Brittany Maynard’s choice to kill herself thrust assisted suicide into headlines around North America. It’s horribly tragic for a beautiful, engaging, and active 29-year-old woman to face a painful death. Her husband, suddenly a widower, is grieving both her illness and death.
Maynard’s choice was presented through videos which used music and photos to convey her decision as freeing and dignified. While we can empathize with the difficult situation, behind the poignant advocacy for assisted suicide lie deeper questions: Can we declare that someone is better off dead? If so, who determines when a person reaches that point?
No one likes to think about living life at a reduced capacity. But suggesting a certain quality of life is not worth living infringes on those who may experience such a life.
People with disabilities hear others proclaim the “better off dead” opinion regularly. “I’d rather be dead than be in a wheelchair,” or “I’d rather die than have someone wipe my bum.” Maybe even: “I’d rather be dead than need a respirator to help me breathe.”
It’s a shame when someone thinks of themselves this way. It’s even scarier when individuals declare another person “better off dead” on the basis of their situation. Assisted suicide requires a doctor to agree, “you’re better off dead.” Consider the Belgian doctor who killed a transgendered person who couldn’t live with the outcome of a botched sex change operation, or the deaf twin brothers who couldn’t bear the diagnosis that they were also going blind.
The Dutch now kill seriously ill infants with parental consent. Alzheimer’s patients who are no longer capable of making the decision have been euthanized in that country.
This belief that some humans are better off dead is part of the reason why, once the option to kill (euthanasia) or help commit suicide (assisted suicide) is legal, there is always pressure to expand the criteria for who qualifies.
In the Netherlands, the expansion of euthanasia is striking. Mobile euthanasia units were initiated in 2012, so doctors could do home visits to kill patients whose own doctors wouldn’t kill them. The Dutch recently killed a woman who was “suffering unbearably” because she was going blind.
The Belgian Parliament has made it legal for a child to choose euthanasia if their parents agree, and a psychologist has verified that the child knew what he or she was doing.
The Maynard case presents the choice as the patient’s alone, but these decisions are not immune from outside influence. In Washington State, where assisted suicide is legal and euthanasia not, letter writers responded to a newspaper article’s discussion on paying for care in old age by suggesting that euthanasia could be a solution. Could such a suggestion be made in a place without a history of legal assisted suicide?
It may seem a huge leap from Maynard’s videos to that attitude, but all that’s required is the acceptance that death is a compassionate and good solution to suffering.

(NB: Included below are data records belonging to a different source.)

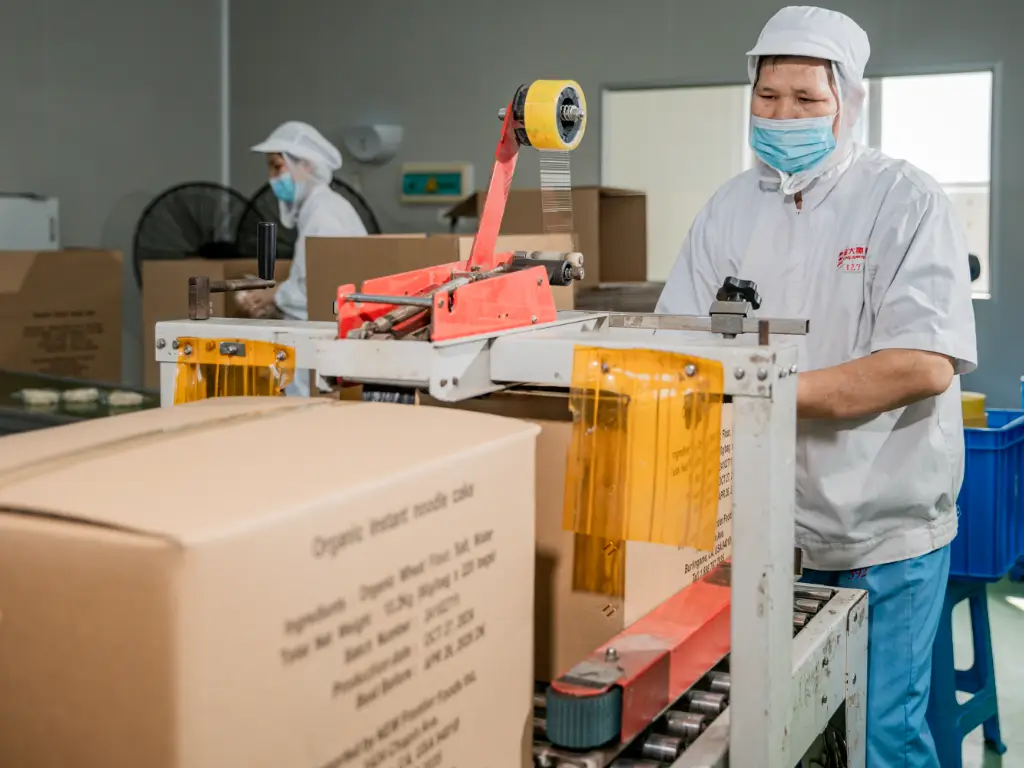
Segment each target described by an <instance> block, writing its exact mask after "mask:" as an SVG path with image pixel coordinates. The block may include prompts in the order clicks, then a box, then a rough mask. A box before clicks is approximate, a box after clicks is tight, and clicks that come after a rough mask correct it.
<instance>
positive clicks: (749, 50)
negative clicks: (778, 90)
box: [746, 5, 871, 195]
mask: <svg viewBox="0 0 1024 768" xmlns="http://www.w3.org/2000/svg"><path fill="white" fill-rule="evenodd" d="M870 55H871V45H870V43H869V42H868V41H867V33H866V32H864V31H863V30H862V29H860V27H859V26H857V23H856V22H854V20H853V19H852V18H850V17H849V16H847V15H845V14H844V13H839V12H837V11H834V10H826V9H824V8H815V7H813V6H810V5H791V6H788V7H786V8H782V10H780V11H778V12H777V13H776V14H775V15H774V16H772V17H771V18H769V19H768V24H766V25H765V28H764V29H763V30H761V35H760V37H758V42H757V45H755V46H754V47H753V48H752V49H751V50H749V51H748V52H746V67H748V72H749V74H750V77H751V85H757V82H758V74H759V67H760V61H761V59H762V58H764V57H766V56H810V57H812V58H823V59H824V60H826V61H830V62H831V68H833V73H834V74H835V76H836V77H835V86H836V96H837V98H838V100H839V136H838V137H837V147H836V151H835V152H833V153H831V155H830V156H829V157H828V159H827V160H826V161H825V162H824V163H821V164H819V165H818V166H815V167H814V168H812V169H810V170H807V171H801V172H800V173H797V174H794V175H790V174H779V172H778V171H774V172H773V173H774V174H778V175H781V177H782V182H781V188H782V190H783V193H784V194H786V195H794V194H796V193H798V191H800V190H802V189H804V188H806V187H807V186H809V185H810V184H811V183H812V182H813V181H814V180H815V179H816V178H817V177H819V176H822V175H824V174H825V173H828V172H830V171H831V169H833V168H837V167H839V166H841V165H842V164H843V162H844V161H845V160H846V158H847V157H849V155H850V152H851V148H852V145H853V136H854V128H855V126H856V125H857V123H858V122H859V121H860V116H861V113H862V112H863V110H864V100H865V99H866V98H867V89H866V88H865V87H864V68H865V67H866V66H867V59H868V58H869V57H870ZM762 165H763V164H762Z"/></svg>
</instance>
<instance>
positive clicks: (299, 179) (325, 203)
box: [238, 121, 367, 396]
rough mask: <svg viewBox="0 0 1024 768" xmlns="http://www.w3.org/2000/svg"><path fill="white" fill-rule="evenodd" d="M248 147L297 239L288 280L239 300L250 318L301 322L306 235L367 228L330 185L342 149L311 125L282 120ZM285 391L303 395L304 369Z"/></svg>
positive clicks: (306, 393) (337, 167) (317, 236)
mask: <svg viewBox="0 0 1024 768" xmlns="http://www.w3.org/2000/svg"><path fill="white" fill-rule="evenodd" d="M252 150H253V152H257V153H261V154H262V155H265V156H266V165H267V171H268V174H269V178H270V188H271V189H272V190H273V194H274V196H275V197H276V198H278V203H279V206H280V210H281V221H282V224H283V225H284V226H286V227H288V228H297V229H298V238H297V239H296V241H295V251H294V253H293V255H292V265H291V269H290V270H289V272H288V280H286V281H285V282H284V283H282V284H281V285H280V286H278V288H276V289H274V290H273V291H249V292H246V293H244V294H240V295H239V296H238V298H239V305H240V307H241V308H242V310H243V311H245V312H246V313H248V314H249V315H250V316H253V317H282V318H286V319H298V321H305V319H308V318H309V312H308V308H307V306H306V238H352V237H357V236H364V234H366V233H367V228H366V226H365V225H364V223H362V219H360V218H359V215H358V214H357V213H356V212H355V209H354V208H353V207H352V204H351V203H349V202H348V201H347V200H345V199H344V198H343V197H341V196H340V195H338V193H336V191H335V190H334V189H332V188H331V179H332V178H333V177H334V172H335V171H337V170H338V169H339V168H341V153H339V152H338V148H337V147H336V146H335V145H334V144H332V143H331V142H330V141H328V140H327V139H326V138H324V136H323V135H322V134H321V132H319V131H317V130H316V129H315V128H313V127H312V126H311V125H307V124H306V123H299V122H295V121H292V122H288V123H284V124H282V125H280V126H278V127H276V128H274V130H273V132H272V133H271V134H270V135H269V136H268V137H267V139H266V140H265V141H263V142H262V143H259V144H256V145H255V146H254V147H252ZM286 392H287V393H288V394H289V395H298V396H308V395H309V381H308V374H307V373H306V372H304V371H301V372H300V371H297V372H296V374H295V382H294V383H293V384H292V386H290V387H289V388H288V389H287V390H286Z"/></svg>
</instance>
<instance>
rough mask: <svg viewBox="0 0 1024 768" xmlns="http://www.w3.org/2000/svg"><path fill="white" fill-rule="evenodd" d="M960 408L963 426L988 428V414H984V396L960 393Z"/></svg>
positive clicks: (965, 392) (974, 393) (968, 392)
mask: <svg viewBox="0 0 1024 768" xmlns="http://www.w3.org/2000/svg"><path fill="white" fill-rule="evenodd" d="M961 408H962V409H963V410H964V426H965V427H972V428H981V429H987V428H988V414H986V413H985V395H983V394H982V393H981V392H961Z"/></svg>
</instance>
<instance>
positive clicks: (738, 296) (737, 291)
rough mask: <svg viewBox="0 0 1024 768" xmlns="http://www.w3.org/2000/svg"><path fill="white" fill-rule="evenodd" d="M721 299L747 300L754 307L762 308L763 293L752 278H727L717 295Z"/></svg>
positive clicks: (744, 300) (725, 299)
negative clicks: (761, 303) (760, 291)
mask: <svg viewBox="0 0 1024 768" xmlns="http://www.w3.org/2000/svg"><path fill="white" fill-rule="evenodd" d="M715 298H716V299H718V300H719V301H745V302H746V303H748V304H750V305H751V307H752V308H754V309H760V308H761V294H759V293H758V284H757V283H755V282H754V281H751V280H740V279H739V278H726V279H725V282H724V283H722V287H721V288H720V289H718V295H717V296H716V297H715Z"/></svg>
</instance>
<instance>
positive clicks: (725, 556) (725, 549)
mask: <svg viewBox="0 0 1024 768" xmlns="http://www.w3.org/2000/svg"><path fill="white" fill-rule="evenodd" d="M422 401H423V402H425V403H431V404H441V403H437V401H435V400H431V399H429V398H423V400H422ZM445 404H447V403H445ZM449 407H450V408H458V409H460V410H464V411H466V410H468V411H474V412H477V413H486V414H494V415H501V416H508V417H512V418H516V419H523V420H527V421H530V422H532V423H535V424H537V425H538V426H539V427H540V428H541V434H540V436H539V437H538V443H537V522H536V528H537V551H536V566H535V567H536V571H537V580H536V582H535V595H534V625H535V635H534V674H535V676H536V678H537V679H538V680H551V679H552V678H553V677H557V676H558V675H560V674H562V673H564V672H567V671H568V670H569V669H570V668H571V667H572V666H573V665H575V664H577V663H578V662H580V660H581V659H583V658H584V657H586V656H587V655H588V654H589V653H590V652H591V651H593V650H595V649H596V648H598V647H599V646H601V645H602V644H604V643H606V642H608V641H609V640H611V638H613V637H614V636H615V635H616V634H618V633H620V632H622V631H623V630H624V629H625V628H626V627H628V626H629V625H631V624H633V623H634V622H636V620H638V618H640V617H641V616H643V615H644V614H646V613H648V612H649V611H650V610H651V609H653V608H654V607H656V606H657V605H658V604H660V603H662V602H664V601H665V600H667V599H668V598H670V597H672V596H673V595H674V594H676V593H677V592H679V590H681V589H683V588H684V587H687V586H689V585H690V584H692V583H693V582H694V581H695V579H696V578H700V577H702V575H705V574H706V573H707V572H708V571H710V570H711V569H712V568H713V567H715V566H716V565H718V564H720V563H722V562H724V561H725V560H726V559H728V558H729V557H730V556H731V554H732V469H731V456H732V406H731V404H726V406H724V407H723V409H722V441H721V446H720V451H721V453H722V457H723V459H722V473H721V476H720V496H721V501H720V504H719V511H718V541H717V543H716V548H715V550H716V551H715V552H712V553H705V552H697V551H696V550H692V549H689V548H675V547H666V546H664V545H657V544H642V543H638V542H627V544H626V595H625V598H614V597H606V596H603V595H597V594H591V593H586V592H579V591H575V590H573V588H572V557H573V541H574V535H573V534H572V532H571V531H568V530H565V529H563V528H562V500H563V498H564V492H565V463H566V457H567V454H568V446H569V440H570V438H571V427H572V425H571V420H570V419H571V417H570V413H569V410H568V398H567V397H566V396H565V395H563V394H555V393H542V392H521V391H520V392H517V391H507V392H502V393H498V394H494V395H490V396H487V397H479V398H476V399H472V400H466V401H464V402H461V403H456V404H455V406H449ZM510 466H511V465H510Z"/></svg>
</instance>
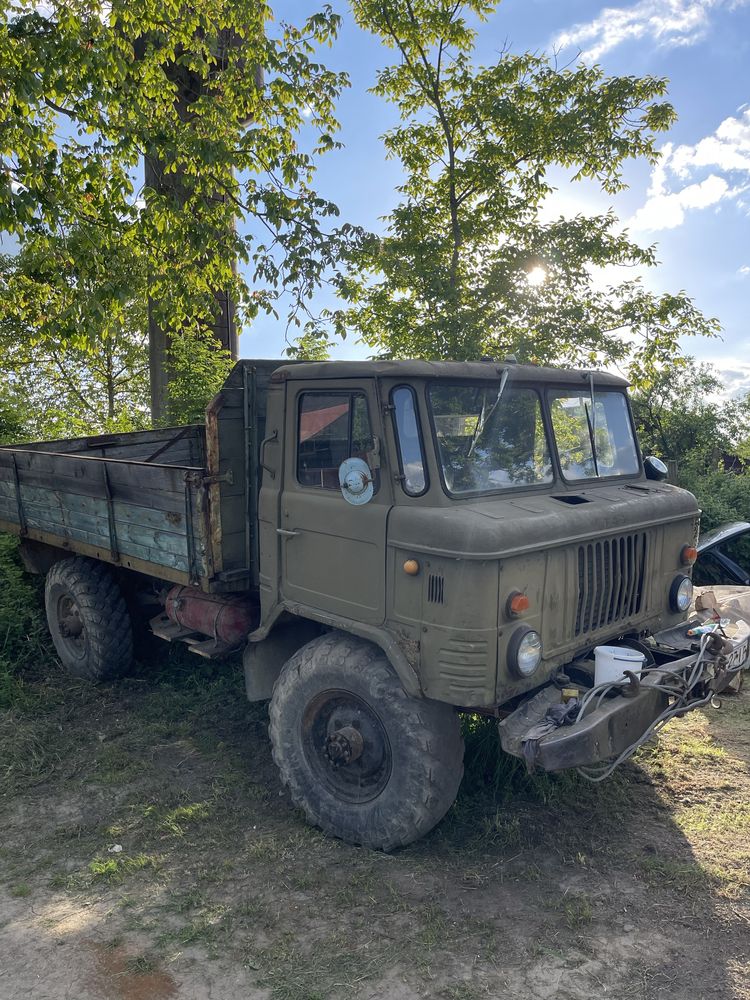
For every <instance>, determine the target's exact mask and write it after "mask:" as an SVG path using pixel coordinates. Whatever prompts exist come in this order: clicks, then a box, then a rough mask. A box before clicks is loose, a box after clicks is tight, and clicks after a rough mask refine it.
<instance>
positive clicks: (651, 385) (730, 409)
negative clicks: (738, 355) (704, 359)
mask: <svg viewBox="0 0 750 1000" xmlns="http://www.w3.org/2000/svg"><path fill="white" fill-rule="evenodd" d="M631 374H632V376H633V378H632V379H631V381H632V382H633V389H634V391H633V393H632V404H633V414H634V417H635V420H636V424H637V426H638V436H639V438H640V442H641V448H642V450H643V452H644V453H645V454H654V455H657V456H659V457H660V458H663V459H665V460H671V461H675V462H677V466H678V474H679V478H680V482H681V484H683V485H686V486H687V487H688V488H692V487H693V485H694V484H695V481H696V477H701V476H704V475H706V474H710V473H713V472H715V471H716V470H717V469H718V468H719V465H720V461H721V458H722V456H723V455H735V456H738V457H740V458H744V457H745V456H746V454H747V451H746V450H747V444H746V442H744V441H743V439H744V438H746V435H747V426H748V421H749V420H750V395H747V396H744V397H741V398H738V399H731V400H726V401H724V402H722V401H721V400H720V398H719V397H720V394H721V392H722V390H723V388H724V386H723V383H722V381H721V379H720V378H719V376H718V374H717V372H716V371H715V370H714V369H713V368H712V367H711V366H710V365H707V364H699V363H698V362H697V361H696V360H695V358H692V357H689V356H686V355H683V356H680V357H676V358H673V359H672V360H667V359H653V360H651V361H644V359H643V354H642V353H641V354H640V356H639V359H637V360H634V362H633V363H632V365H631Z"/></svg>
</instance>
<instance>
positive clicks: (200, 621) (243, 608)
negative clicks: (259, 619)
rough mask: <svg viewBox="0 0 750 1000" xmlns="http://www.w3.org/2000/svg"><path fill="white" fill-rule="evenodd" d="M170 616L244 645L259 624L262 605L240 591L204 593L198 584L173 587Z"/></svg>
mask: <svg viewBox="0 0 750 1000" xmlns="http://www.w3.org/2000/svg"><path fill="white" fill-rule="evenodd" d="M164 611H165V613H166V615H167V617H168V618H169V619H170V620H171V621H173V622H175V623H176V624H177V625H182V626H183V628H187V629H191V630H193V631H195V632H200V633H201V634H202V635H207V636H211V637H212V638H213V639H216V640H217V641H219V642H222V643H226V644H227V645H228V646H233V647H235V646H236V647H239V646H242V645H243V644H244V642H245V640H246V638H247V635H248V633H249V632H252V631H253V629H254V628H256V626H257V623H258V605H257V602H254V601H253V600H252V599H250V598H249V597H245V596H242V595H237V594H204V593H202V592H201V591H200V590H196V589H195V588H194V587H182V586H177V587H173V588H172V589H171V590H170V591H169V593H168V594H167V599H166V601H165V604H164Z"/></svg>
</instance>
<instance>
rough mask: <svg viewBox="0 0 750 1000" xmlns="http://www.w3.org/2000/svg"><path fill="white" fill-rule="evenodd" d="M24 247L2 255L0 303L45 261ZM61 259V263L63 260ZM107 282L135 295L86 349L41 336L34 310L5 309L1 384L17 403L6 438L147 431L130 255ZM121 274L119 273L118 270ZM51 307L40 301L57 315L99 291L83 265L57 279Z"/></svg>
mask: <svg viewBox="0 0 750 1000" xmlns="http://www.w3.org/2000/svg"><path fill="white" fill-rule="evenodd" d="M76 248H77V233H76V232H75V231H73V232H71V234H70V235H69V239H68V250H69V252H70V253H71V254H72V255H73V256H75V254H76ZM34 253H35V249H34V247H33V246H32V245H28V244H27V245H25V246H24V247H23V248H22V249H21V250H20V251H19V253H18V254H17V255H16V256H5V257H0V298H3V297H5V296H7V295H9V294H10V292H9V289H11V288H13V289H16V290H18V289H19V288H20V287H22V286H23V285H24V284H25V283H28V284H31V283H32V281H33V277H34V276H35V275H36V274H38V273H39V269H40V268H41V269H44V268H45V267H46V261H45V260H44V259H43V258H42V259H40V260H36V259H35V258H34ZM59 259H60V258H58V260H59ZM110 268H111V270H110V277H111V279H112V280H113V281H115V282H118V283H122V284H123V286H124V285H125V283H126V281H127V280H130V282H131V285H132V287H133V288H134V290H135V294H134V295H132V296H129V297H127V298H125V299H123V301H122V303H121V308H120V309H119V310H118V312H117V313H116V314H114V315H108V314H104V315H103V316H102V318H101V322H100V325H99V331H98V334H99V338H98V341H97V343H96V344H95V345H91V346H90V345H88V344H87V343H86V341H85V340H84V339H82V338H76V340H72V339H70V338H66V337H58V338H54V337H53V335H52V333H51V331H48V332H47V333H46V334H45V335H44V336H40V334H39V328H40V327H42V326H43V324H44V317H43V316H41V315H39V314H38V313H37V312H34V313H33V314H32V313H31V312H30V311H26V312H23V313H14V312H13V311H12V310H10V309H9V310H6V311H5V312H4V314H3V315H2V316H1V317H0V379H1V380H2V383H3V385H4V386H5V389H6V394H7V399H8V400H9V401H10V400H14V401H15V411H14V412H16V414H17V415H18V420H17V422H16V426H15V428H9V429H8V431H7V432H6V439H8V438H11V439H15V440H19V439H20V438H23V437H25V438H27V439H28V438H54V437H72V436H75V435H79V434H95V433H97V432H105V431H116V430H120V431H122V430H135V429H140V428H143V427H146V426H148V423H149V410H148V351H147V344H146V340H147V337H146V315H145V302H144V299H143V296H142V295H140V294H139V292H140V290H141V288H142V281H141V280H140V278H139V275H138V274H137V273H134V272H133V269H132V261H131V259H130V256H129V254H124V255H120V257H119V258H115V257H111V258H110ZM120 272H122V273H120ZM55 280H56V291H57V295H56V298H55V301H54V303H49V302H47V303H45V302H43V300H41V299H40V300H37V303H36V307H37V308H38V309H41V308H44V307H46V308H48V309H49V311H50V312H53V313H54V314H56V315H58V316H60V315H62V313H63V312H64V310H65V309H66V307H68V306H69V305H70V303H71V302H72V301H73V300H75V299H76V298H77V297H78V296H79V295H80V294H81V293H83V294H86V293H87V292H88V293H90V294H95V290H96V289H95V287H91V286H89V285H88V284H87V283H86V278H85V276H84V275H83V274H82V272H81V269H80V268H71V269H70V270H69V271H67V272H66V271H61V272H60V273H58V274H57V275H56V279H55Z"/></svg>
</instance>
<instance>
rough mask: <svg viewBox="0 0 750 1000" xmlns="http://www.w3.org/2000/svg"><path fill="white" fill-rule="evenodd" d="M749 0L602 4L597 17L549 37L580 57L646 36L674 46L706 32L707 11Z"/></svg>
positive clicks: (696, 38)
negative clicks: (623, 5) (628, 6)
mask: <svg viewBox="0 0 750 1000" xmlns="http://www.w3.org/2000/svg"><path fill="white" fill-rule="evenodd" d="M748 2H749V0H638V2H637V3H635V4H633V5H631V6H630V7H605V8H604V9H603V10H602V11H601V13H600V14H599V16H598V17H596V18H595V19H594V20H593V21H589V22H588V23H584V24H576V25H574V26H573V27H572V28H569V29H568V30H567V31H564V32H562V33H561V34H559V35H558V36H557V38H555V39H554V41H553V46H554V47H555V48H556V49H567V48H571V47H575V48H578V49H581V50H582V51H581V57H582V58H583V59H584V60H586V61H587V62H595V61H596V60H597V59H601V57H602V56H603V55H606V53H608V52H611V51H612V49H615V48H617V47H618V46H619V45H622V44H623V43H625V42H633V41H639V40H641V39H650V40H652V41H654V42H656V44H657V45H661V46H665V47H670V48H674V47H676V46H680V45H694V44H695V43H696V42H699V41H700V40H701V39H702V38H704V37H705V36H706V34H707V33H708V29H709V27H710V24H711V15H712V13H713V12H714V11H716V10H718V9H722V8H723V9H726V10H734V9H735V8H737V7H743V6H745V5H746V4H747V3H748Z"/></svg>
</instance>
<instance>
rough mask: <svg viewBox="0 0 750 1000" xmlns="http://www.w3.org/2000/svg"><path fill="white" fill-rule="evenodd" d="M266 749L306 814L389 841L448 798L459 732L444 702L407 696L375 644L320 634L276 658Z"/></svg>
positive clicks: (452, 778)
mask: <svg viewBox="0 0 750 1000" xmlns="http://www.w3.org/2000/svg"><path fill="white" fill-rule="evenodd" d="M270 719H271V721H270V727H269V728H270V735H271V742H272V744H273V756H274V760H275V761H276V764H277V766H278V768H279V770H280V772H281V777H282V780H283V781H284V784H286V785H287V786H288V788H289V791H290V794H291V796H292V800H293V801H294V803H295V805H298V806H299V807H300V808H302V809H303V810H304V812H305V814H306V816H307V818H308V819H309V820H310V822H311V823H313V824H315V825H316V826H319V827H320V828H321V829H322V830H324V831H325V832H326V833H329V834H332V835H333V836H335V837H340V838H341V839H342V840H346V841H348V842H349V843H353V844H362V845H364V846H366V847H372V848H376V849H380V850H390V849H392V848H394V847H401V846H404V845H405V844H409V843H411V842H412V841H413V840H416V839H417V838H419V837H422V836H424V834H426V833H427V832H428V831H429V830H431V829H432V828H433V827H434V826H435V824H436V823H438V822H439V821H440V820H441V819H442V818H443V816H444V815H445V813H446V812H447V811H448V809H449V808H450V807H451V805H452V804H453V801H454V800H455V797H456V793H457V792H458V786H459V785H460V784H461V778H462V776H463V740H462V738H461V731H460V725H459V720H458V715H457V714H456V712H455V711H454V710H453V708H451V706H449V705H443V704H441V703H439V702H435V701H429V700H427V699H418V698H411V697H409V695H407V694H406V692H405V691H404V689H403V687H402V686H401V683H400V681H399V680H398V678H397V677H396V675H395V673H394V672H393V669H392V667H391V666H390V664H389V663H388V661H387V660H386V658H385V656H384V655H383V653H382V652H381V651H380V650H379V649H378V648H377V647H375V646H373V645H371V644H369V643H366V642H363V641H362V640H360V639H355V638H350V637H348V636H343V635H341V634H338V633H330V634H328V635H324V636H321V637H319V638H317V639H314V640H313V641H312V642H310V643H308V644H307V645H306V646H304V647H303V648H302V649H300V650H299V651H298V652H297V653H295V655H294V656H293V657H292V658H291V659H290V660H289V661H288V662H287V663H286V665H285V666H284V668H283V670H282V671H281V674H280V675H279V678H278V680H277V681H276V684H275V686H274V691H273V697H272V699H271V709H270Z"/></svg>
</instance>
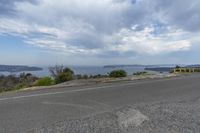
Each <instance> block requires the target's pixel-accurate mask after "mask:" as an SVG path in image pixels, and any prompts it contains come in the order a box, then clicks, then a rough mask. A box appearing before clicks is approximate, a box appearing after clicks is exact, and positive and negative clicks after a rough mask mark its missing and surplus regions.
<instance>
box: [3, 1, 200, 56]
mask: <svg viewBox="0 0 200 133" xmlns="http://www.w3.org/2000/svg"><path fill="white" fill-rule="evenodd" d="M157 3H159V2H157ZM159 4H160V3H159ZM159 4H157V5H159ZM14 5H15V8H16V12H17V13H16V14H17V15H16V16H15V17H0V33H4V34H10V35H17V36H21V37H22V38H23V39H24V41H25V42H26V43H27V44H31V45H33V46H36V47H40V48H45V49H50V50H55V51H60V52H64V53H67V54H79V55H80V54H93V55H98V54H103V53H104V52H110V51H115V52H118V53H126V52H133V53H137V54H150V55H155V54H165V53H170V52H177V51H186V50H189V49H190V47H191V46H192V43H193V41H194V39H193V40H192V39H191V38H190V37H191V36H192V35H193V34H192V33H189V32H187V31H184V30H182V29H181V27H178V28H177V27H176V26H173V25H172V26H170V25H169V26H168V25H166V26H165V25H164V26H163V27H164V28H163V27H156V26H154V23H159V22H160V21H161V20H162V21H161V22H162V23H166V24H168V23H167V22H166V21H167V20H170V22H171V21H172V20H171V19H170V17H167V16H166V19H164V18H163V17H161V16H162V15H163V12H161V11H160V10H159V11H158V12H155V10H157V9H154V7H156V4H155V3H154V2H153V4H151V3H150V1H148V0H147V1H143V0H140V1H137V2H136V3H135V4H133V2H132V1H131V0H100V1H95V0H85V1H84V2H83V1H82V0H59V2H58V1H55V0H41V1H39V3H38V4H32V3H29V2H26V1H23V2H20V1H17V2H15V4H14ZM169 5H170V4H169ZM166 10H167V9H166ZM166 10H164V11H165V12H166ZM165 12H164V13H165ZM151 14H153V15H151ZM197 17H198V16H197ZM156 20H157V21H159V22H156ZM157 30H159V31H158V33H156V32H157Z"/></svg>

It’s one thing for individuals like Brittany Maynard to accept this. It’s another for her doctor to do the same. Don’t forget that where assisted suicide is legal, doctors, not patients, have the final choice of who dies this way. This does not empower individual choice. It empowers doctors.
Imagine for a moment that you were diagnosed with cancer. How would you feel if your doctor suggested, as an option other than chemotherapy, that you might just kill yourself instead? He would be, intentionally or not, stating that you’d be better off dead because you’d avoid the suffering and save the health system lots of money.
Is this what we want for our grandparents or parents as they age? Do we want our children to grow up in a society that views people this way?
This isn’t, I’m sure, what Brittany Maynard wanted. It is, however, the truth behind the change she advocated. When society defines increasing numbers of people as better off dead, and these people themselves agree, giving doctors the right to help them commit suicide makes our society a toxic soup for the vulnerable among us.
Derek Miedema is a researcher at the Institute of Marriage and Family Canada.